Seit 2010 haben die Pflegekassen und Kommunen in Sachsen-Anhalt ihre Pflegeberatung zudem flächendeckend vernetzt. Für Pflegebedürftige und Angehörige heißt das: Sie können sich auch an Beratungsstellen der Städte und Landkreise wenden und dort rund um die Pflege beraten lassen – unabhängig davon, bei welcher Krankenkasse sie versichert sind. Hier können auch Fragen geklärt werden, die in den Bereich der Kommune fallen, etwa hinsichtlich altersgerechter Wohnungen.

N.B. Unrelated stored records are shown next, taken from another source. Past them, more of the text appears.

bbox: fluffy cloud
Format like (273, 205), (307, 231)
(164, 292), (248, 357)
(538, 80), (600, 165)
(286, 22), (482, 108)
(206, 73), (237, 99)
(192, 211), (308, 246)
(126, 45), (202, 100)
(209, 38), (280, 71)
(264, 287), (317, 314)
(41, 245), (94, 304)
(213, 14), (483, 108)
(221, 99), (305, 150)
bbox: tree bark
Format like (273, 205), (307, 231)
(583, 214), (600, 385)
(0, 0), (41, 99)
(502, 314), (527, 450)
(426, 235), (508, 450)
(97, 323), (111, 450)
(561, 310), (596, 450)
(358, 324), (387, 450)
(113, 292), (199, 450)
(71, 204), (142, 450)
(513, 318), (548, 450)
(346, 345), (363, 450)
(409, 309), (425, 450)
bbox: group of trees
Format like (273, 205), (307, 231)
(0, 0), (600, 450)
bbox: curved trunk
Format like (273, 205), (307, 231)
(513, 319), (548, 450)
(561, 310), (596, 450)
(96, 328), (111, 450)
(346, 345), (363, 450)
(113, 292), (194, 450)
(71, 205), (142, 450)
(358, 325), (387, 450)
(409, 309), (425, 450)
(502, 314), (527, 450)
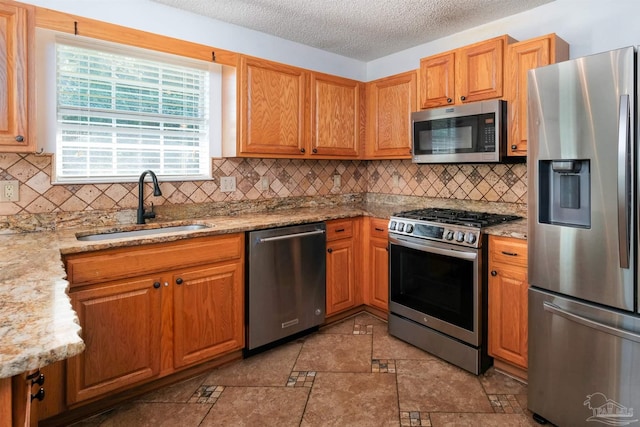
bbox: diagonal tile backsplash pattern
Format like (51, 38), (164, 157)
(0, 153), (527, 216)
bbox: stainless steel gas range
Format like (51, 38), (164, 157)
(389, 208), (519, 375)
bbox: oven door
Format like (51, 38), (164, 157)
(389, 234), (482, 347)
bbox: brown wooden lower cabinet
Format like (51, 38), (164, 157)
(44, 234), (244, 416)
(326, 218), (363, 316)
(488, 236), (528, 376)
(363, 218), (389, 312)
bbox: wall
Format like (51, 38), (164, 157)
(366, 0), (640, 80)
(0, 153), (527, 224)
(24, 0), (640, 81)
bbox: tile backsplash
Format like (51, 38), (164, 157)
(0, 153), (527, 216)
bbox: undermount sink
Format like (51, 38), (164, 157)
(76, 224), (211, 242)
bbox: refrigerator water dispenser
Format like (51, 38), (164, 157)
(538, 159), (591, 228)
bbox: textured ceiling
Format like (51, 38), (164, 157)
(154, 0), (553, 61)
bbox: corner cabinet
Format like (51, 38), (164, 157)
(65, 234), (244, 405)
(237, 56), (364, 159)
(238, 56), (309, 157)
(420, 35), (513, 108)
(505, 34), (569, 156)
(326, 218), (363, 316)
(0, 2), (36, 152)
(363, 217), (389, 313)
(365, 71), (418, 159)
(488, 236), (529, 377)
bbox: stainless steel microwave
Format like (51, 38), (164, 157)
(411, 100), (507, 163)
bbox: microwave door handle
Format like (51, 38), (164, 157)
(618, 95), (630, 268)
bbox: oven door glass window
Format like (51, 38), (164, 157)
(390, 245), (475, 331)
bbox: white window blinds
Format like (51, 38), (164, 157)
(56, 42), (210, 181)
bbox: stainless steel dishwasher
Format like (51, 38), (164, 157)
(245, 222), (326, 356)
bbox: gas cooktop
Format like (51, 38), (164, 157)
(389, 208), (520, 248)
(393, 208), (520, 227)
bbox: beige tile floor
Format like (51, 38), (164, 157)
(76, 313), (537, 427)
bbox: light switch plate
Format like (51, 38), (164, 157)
(0, 179), (20, 202)
(220, 176), (236, 193)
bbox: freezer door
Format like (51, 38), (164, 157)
(528, 48), (636, 311)
(528, 289), (640, 426)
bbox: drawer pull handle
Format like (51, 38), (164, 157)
(31, 387), (44, 402)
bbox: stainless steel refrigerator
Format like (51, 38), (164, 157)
(528, 48), (640, 426)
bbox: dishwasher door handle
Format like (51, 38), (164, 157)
(258, 230), (325, 243)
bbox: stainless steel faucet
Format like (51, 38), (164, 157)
(137, 170), (162, 224)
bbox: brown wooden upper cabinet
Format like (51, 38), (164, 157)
(365, 71), (418, 159)
(0, 3), (36, 152)
(505, 34), (569, 156)
(237, 56), (364, 158)
(420, 35), (514, 108)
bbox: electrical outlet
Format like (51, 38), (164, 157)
(260, 176), (269, 191)
(220, 176), (236, 193)
(0, 180), (20, 202)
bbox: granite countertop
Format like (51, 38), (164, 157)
(0, 200), (526, 378)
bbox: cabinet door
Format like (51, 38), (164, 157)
(366, 71), (417, 159)
(327, 239), (356, 316)
(420, 52), (456, 108)
(505, 34), (569, 156)
(171, 261), (244, 368)
(67, 276), (163, 404)
(311, 73), (362, 158)
(0, 3), (35, 152)
(489, 264), (528, 369)
(369, 238), (389, 311)
(238, 57), (308, 157)
(456, 37), (506, 102)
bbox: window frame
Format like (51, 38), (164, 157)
(36, 28), (223, 184)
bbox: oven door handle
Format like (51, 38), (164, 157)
(389, 237), (478, 261)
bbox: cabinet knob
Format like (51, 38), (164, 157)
(31, 387), (44, 402)
(31, 371), (44, 385)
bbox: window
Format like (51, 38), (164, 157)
(38, 30), (220, 182)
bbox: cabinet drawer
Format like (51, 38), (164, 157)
(369, 218), (389, 239)
(65, 234), (244, 287)
(327, 219), (353, 241)
(489, 236), (527, 267)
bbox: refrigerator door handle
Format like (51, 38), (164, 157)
(542, 301), (640, 343)
(618, 95), (630, 268)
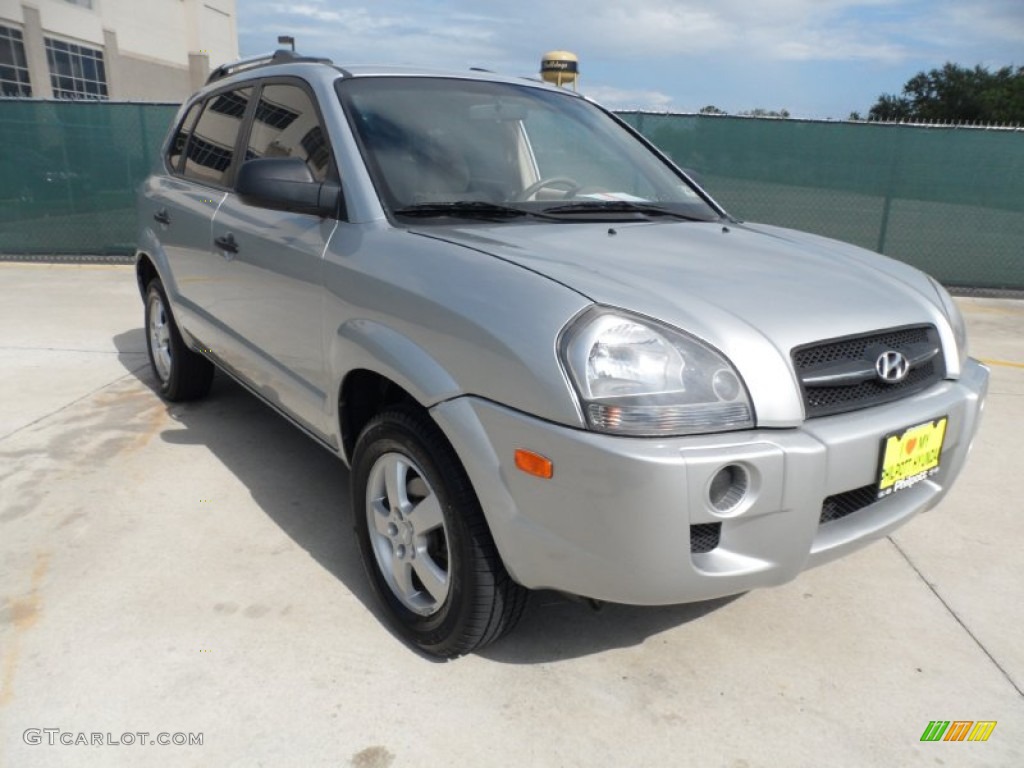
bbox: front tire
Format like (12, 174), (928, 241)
(352, 408), (528, 658)
(145, 278), (213, 401)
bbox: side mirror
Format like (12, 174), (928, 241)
(234, 158), (341, 216)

Pflegekurse bereiten auf die Herausforderung vor

Muss ein Angehöriger zuhause gepflegt werden, kommt dies meist überraschend. Was muss man für den täglichen Umgang mit dem Pflegebedürftigen wissen? Wie soll die Pflege durchgeführt werden, worauf muss man achten? Und welche Möglichkeiten gibt es, um selbst hin und wieder entlastet zu werden? Diese und ähnliche Fragen beantworten Experten in Pflegekursen, die für AOK-Versicherte und deren Angehörige kostenfrei sind. Dort erlernen sie auch hilfreiche Handgriffe. Darüber hinaus gibt es Schulungen, die speziell auf ein Thema zugeschnitten sind, etwa auf die Demenz.

Zeit für sich selbst: Urlaub und Hobbies

Hin und wieder braucht ein jeder Abstand vom Alltag, um sich zu erholen und neue Kraft zu schöpfen. Wer kümmert sich um den pflegebedürftigen Angehörigen, wenn die Pflegeperson selbst erkrankt oder wichtige Termine wahrnehmen muss? Dies lässt sich über die Verhinderungspflege regeln, die im häuslichen Umfeld stattfindet: Für sechs Wochen im Jahr übernimmt die Pflegekasse die Betreuung durch Verwandte oder einen Pflegedienst, insgesamt bis zu einem Betrag von 1.612 Euro. Kann die Pflege bei vorübergehendem Ausfall der Pflegeperson oder in anderen Krisensituationen nicht im häuslichen Bereich sichergestellt werden, fängt die Kurzzeitpflege dies auf. Dabei können die Pflegebedürftigen bis zu acht Wochen im Jahr in einer stationären Pflegeeinrichtung gepflegt werden. Die Pflegekasse übernimmt die Kosten für pflegebedingte Aufwendungen bis zu einem Betrag von 1.612 Euro.

Für eine kurze Verschnaufpause können auch die Betreuungs- und Entlastungsdienste sorgen: Deren Mitarbeiter gehen beispielsweise für einige Stunden mit dem Pflegebedürftigen spazieren oder lesen ihm vor – und entlasten den Pflegenden somit kurzzeitig. Zeit, um Sport zu treiben, sich mit Freunden zu treffen oder einfach einmal nichts zu tun. Die Kontakte vermitteln die Pflegeberater der AOK Sachsen-Anhalt.

Auch während der Arbeitszeit gut betreut

Vielfach gehen die Angehörigen, die die Pflege übernehmen, auch einer weiteren, beruflichen Tätigkeit nach. Damit sie ihren Verwandten in dieser Zeit in guten Händen wissen, können sie die Tages- oder Nachtpflege nutzen.

Sollte es zu einer Krisensituation kommen – muss die Familie etwa kurzfristig die Pflege organisieren – hilft das Pflegeunterstützungsgeld. Es kann pro Pflegebedürftigem einmalig für insgesamt zehn Tage gezahlt werden, lässt sich aber auch stückeln. Dabei zahlt die Pflegekasse des Pflegebedürftigen 90 bis 100 Prozent des Nettoarbeitsgeltes und übernimmt zudem die Kranken-, Renten- und Arbeitslosenversicherungsbeiträge.

Liegt der Grund für eine Krisensituation in der Beschaffenheit der Wohnung, hilft eine weitere Maßnahme: Die AOK fördert einen solchen Umbau mit bis zu 4.000 Euro, falls ein Pflegegrad vorliegt und der Umbau die häusliche Pflege erleichtert oder den Pflegenden entlastet.